FMP
Sep 17, 2024(Last modified: Sep 18, 2024)
Barclays analysts upgraded Entergy (NYSE:ETR) to Overweight from Equalweight, raising their price target on the stock to $138 from $115.
The upgrade is driven by a combination of favorable regulatory developments and improved storm resilience efforts by the company. Entergy recently reached key settlements, including with the Louisiana Public Service Commission and the System Energy Resources, which have reduced regulatory risks. The analysts also highlighted Entergy’s strong long-term earnings growth potential, with a projected 6-8% compound annual growth rate (CAGR), making it undervalued compared to other vertically integrated utilities like Southern Company, Duke Energy, and American Electric Power.

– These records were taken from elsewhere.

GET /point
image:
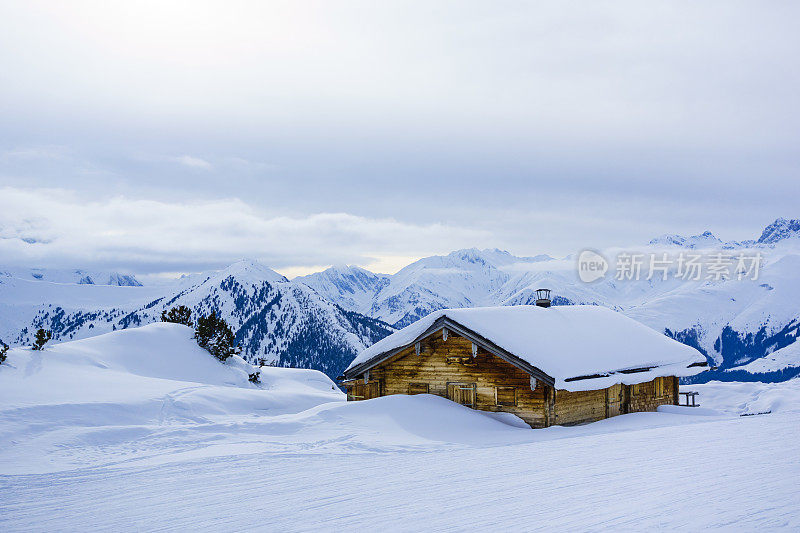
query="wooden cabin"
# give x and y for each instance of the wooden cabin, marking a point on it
(549, 366)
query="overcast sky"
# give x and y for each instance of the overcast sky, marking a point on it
(181, 136)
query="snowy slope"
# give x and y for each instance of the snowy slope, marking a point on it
(785, 358)
(464, 278)
(732, 321)
(351, 287)
(565, 342)
(141, 430)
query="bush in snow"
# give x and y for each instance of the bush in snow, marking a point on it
(216, 336)
(178, 315)
(42, 336)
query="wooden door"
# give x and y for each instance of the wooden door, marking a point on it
(463, 393)
(614, 404)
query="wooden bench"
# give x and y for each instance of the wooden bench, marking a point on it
(689, 394)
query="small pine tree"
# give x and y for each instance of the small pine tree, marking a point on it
(178, 315)
(42, 336)
(216, 336)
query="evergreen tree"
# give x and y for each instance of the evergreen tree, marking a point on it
(178, 315)
(42, 336)
(216, 336)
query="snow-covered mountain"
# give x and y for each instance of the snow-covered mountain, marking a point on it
(351, 287)
(780, 230)
(282, 322)
(82, 277)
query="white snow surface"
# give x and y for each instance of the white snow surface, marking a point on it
(140, 430)
(564, 342)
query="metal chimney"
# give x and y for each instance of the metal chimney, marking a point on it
(543, 297)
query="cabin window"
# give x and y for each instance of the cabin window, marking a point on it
(418, 388)
(505, 396)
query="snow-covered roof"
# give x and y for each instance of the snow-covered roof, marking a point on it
(564, 342)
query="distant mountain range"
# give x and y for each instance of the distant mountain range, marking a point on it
(81, 277)
(322, 320)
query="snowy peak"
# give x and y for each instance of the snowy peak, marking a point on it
(77, 276)
(248, 271)
(780, 230)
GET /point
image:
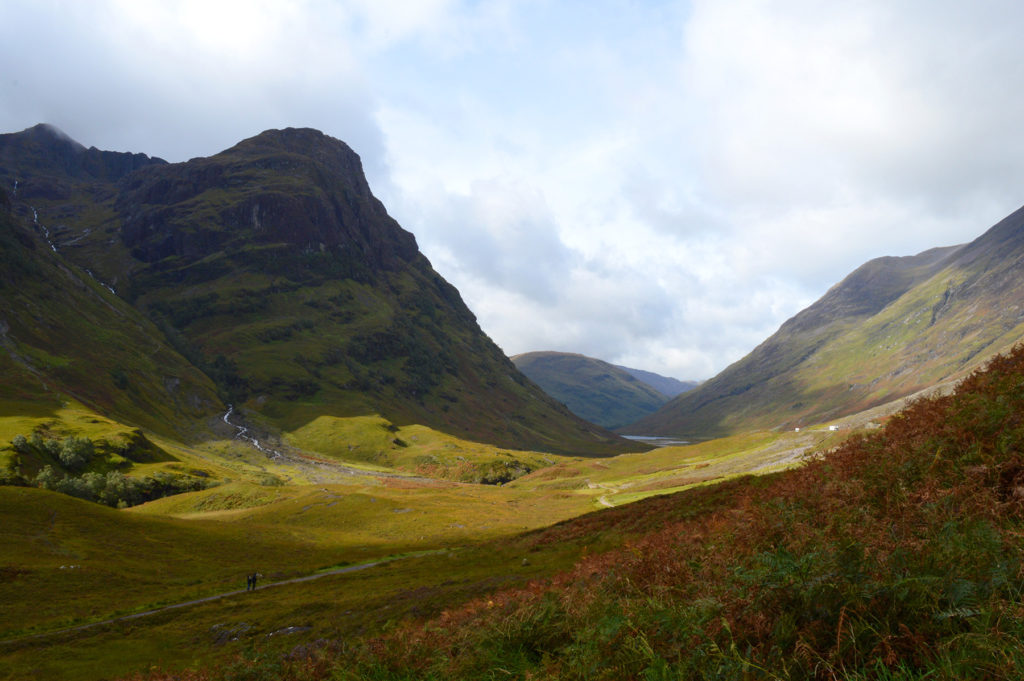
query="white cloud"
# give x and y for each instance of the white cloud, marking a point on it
(657, 184)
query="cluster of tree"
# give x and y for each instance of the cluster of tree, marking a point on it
(73, 453)
(117, 490)
(67, 474)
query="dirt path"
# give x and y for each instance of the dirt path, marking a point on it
(165, 608)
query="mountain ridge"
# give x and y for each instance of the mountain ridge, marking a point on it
(891, 328)
(593, 389)
(273, 269)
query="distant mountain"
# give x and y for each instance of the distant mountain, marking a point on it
(600, 392)
(666, 385)
(272, 269)
(893, 327)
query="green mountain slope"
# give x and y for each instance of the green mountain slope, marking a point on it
(274, 270)
(64, 336)
(893, 327)
(593, 389)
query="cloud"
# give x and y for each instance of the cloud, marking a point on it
(657, 184)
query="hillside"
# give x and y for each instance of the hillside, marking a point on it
(893, 327)
(64, 336)
(272, 268)
(593, 389)
(895, 556)
(665, 384)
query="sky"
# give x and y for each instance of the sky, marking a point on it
(658, 184)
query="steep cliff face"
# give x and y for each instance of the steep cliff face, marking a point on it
(274, 269)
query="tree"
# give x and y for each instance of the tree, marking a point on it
(47, 478)
(76, 452)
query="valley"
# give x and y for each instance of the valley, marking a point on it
(243, 365)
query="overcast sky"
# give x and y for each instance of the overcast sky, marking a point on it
(658, 184)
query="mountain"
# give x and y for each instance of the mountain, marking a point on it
(272, 269)
(595, 390)
(64, 335)
(893, 327)
(666, 385)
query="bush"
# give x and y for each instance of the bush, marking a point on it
(76, 452)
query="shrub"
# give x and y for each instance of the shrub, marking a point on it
(20, 443)
(76, 452)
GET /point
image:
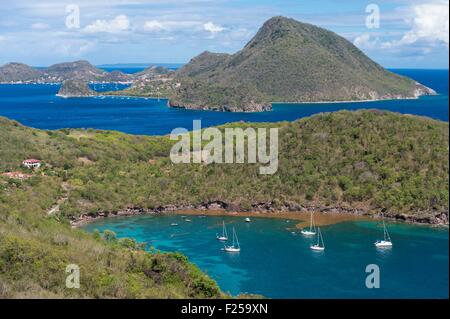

In addition to regulatory improvements, the analysts noted that Entergy is demonstrating the effectiveness of its resiliency investments, particularly with successful recovery efforts following Hurricane Francine. This focus on storm resilience, coupled with industrial growth and well-managed rate risks across its operating companies, positions Entergy for further growth. The analysts believe that Entergy’s current 5% discount compared to its large-cap electric utility peers could shift toward a premium as the company continues to strengthen its balance sheet and execute on its growth strategies heading into 2025.